Anna had an unusual sensitivity to the beauties of nature, a keen sense of color, and of song and music.
In 1985 she saw that Korea had become more and more developed and sophisticated enabling us to leave Jeung Pyeong in 1990.
In 1992, Ann received the Alumni Merit Award from St. Louis University Medical School. Among other kudos was written: as one who has given signal evidence of the St. Louis University influence in promoting God’s greater glory and the welfare, temporal and eternal, of men and women.
After receiving this award Anna said, “It is compassion that can put things into perspective, and mission is the communication of compassion.”
After leaving Korea, Anna joined the Development Department to engage in Mission Awareness Promotion ministry serving in this ministry until her death.
Her companions on their promotions journeys were in awe of Anna’s memory for remembering names, connections, relationships, even addresses. Just about everyone she met – and that was a lot of people – she wrote a postcard to afterward. “Dear So and So, I have not forgotten you. Love, Anna.” And she meant every word of it.
Anna was an attractive person, intelligent, and prayerful. She was at ease with the poor and at ease with the rich, friendly with the young as with the elderly, comfortable with Bishops, and SPF Directors, because she was at ease with herself.
The gospel chosen for today’s liturgy is about the last judgment. Anna’s life is the testimony that she will pass the test.

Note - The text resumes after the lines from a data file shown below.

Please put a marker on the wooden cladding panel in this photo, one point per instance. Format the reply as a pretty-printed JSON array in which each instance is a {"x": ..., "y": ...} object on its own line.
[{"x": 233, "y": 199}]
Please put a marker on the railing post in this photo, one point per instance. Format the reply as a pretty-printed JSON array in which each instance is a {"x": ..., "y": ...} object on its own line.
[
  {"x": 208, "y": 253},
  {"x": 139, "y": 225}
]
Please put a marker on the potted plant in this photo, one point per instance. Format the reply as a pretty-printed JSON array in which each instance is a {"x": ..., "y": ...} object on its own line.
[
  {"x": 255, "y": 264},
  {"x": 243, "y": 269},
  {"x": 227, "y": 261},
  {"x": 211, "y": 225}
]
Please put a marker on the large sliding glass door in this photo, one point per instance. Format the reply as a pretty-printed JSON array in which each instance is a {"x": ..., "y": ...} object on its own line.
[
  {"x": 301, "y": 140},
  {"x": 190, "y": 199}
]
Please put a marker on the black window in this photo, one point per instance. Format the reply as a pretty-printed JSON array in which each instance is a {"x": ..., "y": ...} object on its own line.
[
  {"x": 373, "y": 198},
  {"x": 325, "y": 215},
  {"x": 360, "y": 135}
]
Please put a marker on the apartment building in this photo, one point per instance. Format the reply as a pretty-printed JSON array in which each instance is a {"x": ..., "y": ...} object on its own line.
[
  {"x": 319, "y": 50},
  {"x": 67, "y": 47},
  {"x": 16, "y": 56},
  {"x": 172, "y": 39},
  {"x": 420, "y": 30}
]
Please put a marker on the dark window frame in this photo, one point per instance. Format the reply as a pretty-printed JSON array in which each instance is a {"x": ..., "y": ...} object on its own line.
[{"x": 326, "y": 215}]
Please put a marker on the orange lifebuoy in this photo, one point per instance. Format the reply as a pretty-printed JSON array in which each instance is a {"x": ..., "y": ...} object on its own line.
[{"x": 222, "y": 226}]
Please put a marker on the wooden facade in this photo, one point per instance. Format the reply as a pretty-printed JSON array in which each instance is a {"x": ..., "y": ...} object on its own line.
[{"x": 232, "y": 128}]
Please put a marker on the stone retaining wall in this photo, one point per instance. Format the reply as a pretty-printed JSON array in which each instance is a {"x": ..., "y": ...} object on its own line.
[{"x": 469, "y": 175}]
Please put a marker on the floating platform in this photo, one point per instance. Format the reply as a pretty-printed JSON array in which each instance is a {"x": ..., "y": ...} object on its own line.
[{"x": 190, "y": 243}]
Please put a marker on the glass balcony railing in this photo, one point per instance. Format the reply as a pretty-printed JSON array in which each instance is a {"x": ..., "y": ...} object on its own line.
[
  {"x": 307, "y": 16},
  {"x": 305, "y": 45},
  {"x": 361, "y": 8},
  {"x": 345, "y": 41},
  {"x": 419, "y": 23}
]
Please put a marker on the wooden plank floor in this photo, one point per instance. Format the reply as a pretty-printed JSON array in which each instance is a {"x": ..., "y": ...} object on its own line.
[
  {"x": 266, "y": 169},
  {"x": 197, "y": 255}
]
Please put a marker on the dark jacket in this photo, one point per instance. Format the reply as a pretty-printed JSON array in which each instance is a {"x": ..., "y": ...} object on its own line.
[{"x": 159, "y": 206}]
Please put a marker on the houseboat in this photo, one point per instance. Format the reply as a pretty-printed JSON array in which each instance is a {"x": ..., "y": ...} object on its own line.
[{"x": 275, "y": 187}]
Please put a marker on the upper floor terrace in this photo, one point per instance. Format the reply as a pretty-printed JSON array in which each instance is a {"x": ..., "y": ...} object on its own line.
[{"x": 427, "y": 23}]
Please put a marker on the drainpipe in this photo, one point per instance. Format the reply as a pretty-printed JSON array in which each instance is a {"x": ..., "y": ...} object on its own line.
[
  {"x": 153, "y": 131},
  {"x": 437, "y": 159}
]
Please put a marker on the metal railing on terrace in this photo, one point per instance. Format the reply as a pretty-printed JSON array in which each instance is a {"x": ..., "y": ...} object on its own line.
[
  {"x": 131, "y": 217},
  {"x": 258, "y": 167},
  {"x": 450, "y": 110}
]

* I was hungry – she served at the soup kitchen at Dorothy Day’s Shelter in NYC;
* I was thirsty – she gave them wine;
* I was a stranger – she took them all in;
* I was sick – examples too many to mention;
* I was naked – she took bundles of clothes to the needy.
Words are not adequate to do justice to her person or to her life. One can’t help think that after meeting God she will surely take her place among the angels and saints, sit down and write God a postcard saying, Love You with a heart bursting with gratitude, Love Anna.
We are happy to welcome Father Mike Duggan, MM, who will preside at our Eucharistic liturgy.